Species of gastropod

Liracraea epentroma is a species of sea snail, a marine gastropod mollusk in the family Mangeliidae.

- Subspecies
- Liracraea epentroma subantarctica Powell, 1942 (synonym : Liracraea subantarctica A.W.B. Powell, 1942)
- Liracraea epentroma whangaroaensis (Murdoch, 1905)

==Description==
The length of the shell attains 6 mm, its diameter 2 mm.

(Original description) The small shell has a narrowly fusiform shape and a slender spire. Its colour is light reddish-brown or dull- chestnut. It contains 5½ whorls, rounded or obscurely angled above the periphery, adorned with fine spiral and longitudinal sculpture. The latter is strongest. The sutures are deep. The protoconch consists of about 1½ whorls, strongly angled, and with
four smooth narrow revolving riblets, the posterior minute and situated near to the suture. The apical half-turn is obliquely curved down and somewhat imbedded in the succeeding whorl. The body whorl rather longer than the spire.
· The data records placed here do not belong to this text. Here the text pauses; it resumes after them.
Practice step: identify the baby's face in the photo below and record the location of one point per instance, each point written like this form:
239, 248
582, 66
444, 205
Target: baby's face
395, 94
Adult sculpture : The longitudinals number fifteen to sixteen small riblets on the body whorl, equal to or rather wider than the interspaces, and usually less developed on the anterior end. They are continuous in some, irregular in others. The spirals consist of undulating delicate riblets and threads. On the spire-whorls there are two, and on the last seven or eight slightly stronger. Of these the four posterior are more widely spaced, two are above the outer lip and one in line with it. They are frequently forming beads on crossing the longitudinals. Within these spaces there are, on that adjoining the suture, four or five threadlets, sometime irregular in size. On the succeeding three spaces, usually three threadlets in each, the median one frequently strongest. Anterior to this the interspaces contain one to three threads. The old beaks sometimes forms short irregular riblets. The aperture is of medium breadth, less than half its length. The outer lip is simple. The posterior sinus is shallow. The columella is lightly curved. The anterior canal is short and broad.
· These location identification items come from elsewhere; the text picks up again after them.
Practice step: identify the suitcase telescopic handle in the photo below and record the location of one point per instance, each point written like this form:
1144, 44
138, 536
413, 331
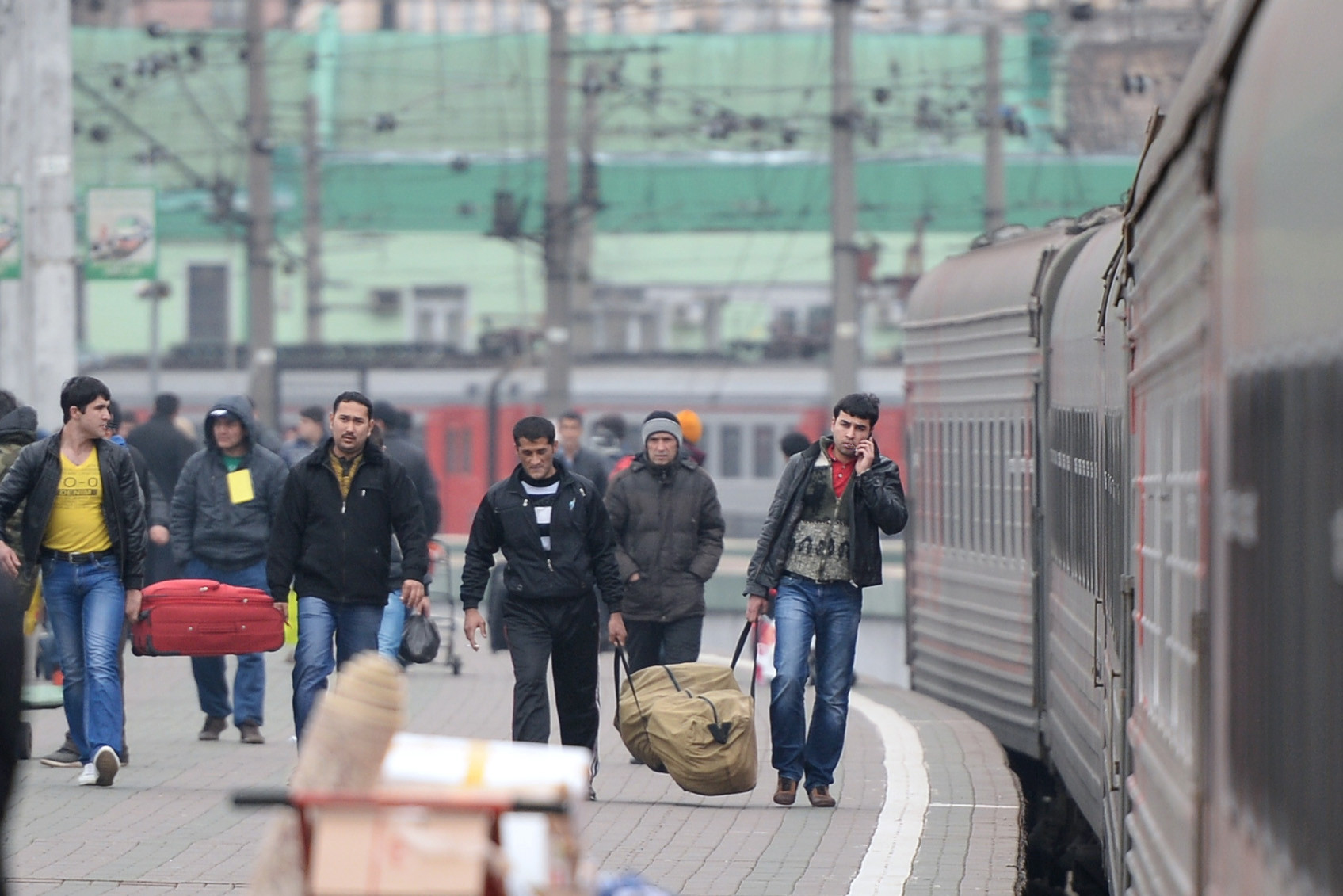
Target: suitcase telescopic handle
262, 797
The spirals on the anterior portion of the body whorl are somewhat variable in number and strength. The lightly angular appearance of the spire whorls in some individuals is due to the more prominent spirals being rather more pronounced. The spaces on these whorls are similarly adorned to the posterior portion of the last.

==Distribution==
This species is endemic to New Zealand occurs from Cook Strait to Stewart Island.

== Taxonomy ==
This species was first described by Robert C. Murdoch in 1905 and originally named Clathurella epentroma.